De ces crâneurs et leurs impayables
porte-paroles, il existe un champion : le régent. Et pour faire son
intelligent, le 6 mai, il s’adressait au "monde de la culture" qui, paraît-il, attendait
ce moment avec impatience. On redoutait tout de même l’ennui des plates
interventions robotiques dont il est coutumier et on ne fut pas déçu. Ce fut un
grand show fascinant à force de recourir aux plus grossières ficelles de
l’artifice. Un équivalent théâtral d’une représentation de Florence
Foster Jenkins privée de ses charmes amateurs. Panoplie d’automate au
garage, attention on est dans le monde « culturel », allure faussement
cool, ton platement copain, godichonnes gesticulations. À la droite de cet
auto-fantasmé petit père de la nation, le ministre de la culture, dernier
modèle avant les soldes, dans un rôle de stagiaire secrétaire empoté qui prend
des notes, coi devant celui qui lui a chapardé
les miettes de son rôle. Tout cela aurait pu faire un ridicule film muet, mais voilà c’est un
parlant et le texte est à la hauteur du reste. Voulant peut-être faire dans la
métaphore post maoïste – ça eut fait chic devant des intellectuels - le régent fait
une sortie de route en évoquant (sans prendre la mesure de l’involontaire accident)

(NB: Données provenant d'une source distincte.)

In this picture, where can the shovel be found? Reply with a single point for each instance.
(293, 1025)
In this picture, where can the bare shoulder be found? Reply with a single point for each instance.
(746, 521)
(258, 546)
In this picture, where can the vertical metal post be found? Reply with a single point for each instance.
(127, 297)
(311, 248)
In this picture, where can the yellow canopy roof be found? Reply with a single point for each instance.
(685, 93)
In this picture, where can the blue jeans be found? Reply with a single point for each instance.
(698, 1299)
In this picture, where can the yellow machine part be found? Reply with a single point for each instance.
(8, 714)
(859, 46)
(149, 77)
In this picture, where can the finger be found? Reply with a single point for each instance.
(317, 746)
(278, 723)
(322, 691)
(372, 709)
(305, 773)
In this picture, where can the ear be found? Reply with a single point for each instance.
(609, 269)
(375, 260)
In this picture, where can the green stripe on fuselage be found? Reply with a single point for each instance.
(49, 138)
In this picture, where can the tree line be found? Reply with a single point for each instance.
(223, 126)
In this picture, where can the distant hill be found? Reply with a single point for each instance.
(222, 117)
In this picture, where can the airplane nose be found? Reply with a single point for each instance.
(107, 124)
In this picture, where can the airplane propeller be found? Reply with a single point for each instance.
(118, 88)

Julius Evola, philosophe fasciste, auteur de Chevaucher le tigre, missel d’une nouvelle pensée d’extrême droite.
« On rentre dans une période où on doit
en quelque sorte enfourcher le tigre, et donc le domestiquer. Il ne va pas
disparaître le tigre, il sera là. Et la peur sera là dans la société. Le seul
moyen que le tigre ne nous dévore pas, c’est de l’enfourcher. » Dans les
années 30, Evola invitait Mussolini à transformer l'Italie en « nation de guerriers ». Invitation à traverser la rue à dos de
tigre pour rejoindre « ces gaulois
réfractaires » « qui ne sont
rien » ? Intéressant d’imaginer le tutoriel de notre Clémenceau
d’opérette monté sur l’animal réel, mais le régent n’a même pas Louis Rapière
comme beau-frère pour se parfumer à la dynamite. Pensait-il peut-être à un
modèle de félin en papier, papier dont on fera un jour les masques manquants,
jugées inutiles puis obligatoires ?
Autre grand moment, c’est la vague citation de
Simon Leys citant G.K. Chesterton citant
Robinson Crusoe de Daniel Defoe. Ça en fait des rues à traverser pour parvenir
au naufragé. Feignant une inspiration soudaine, les mains derrière la nuque, le
régent lance un « Quand
Robinson part, il ne part pas avec des idées de poésie. Il va dans la cale
chercher ce qui lui permet de survivre. Du fromage. Du jambon. Des trucs
concrets. » Des trucs concrets, pas de la poésie, vous avez compris !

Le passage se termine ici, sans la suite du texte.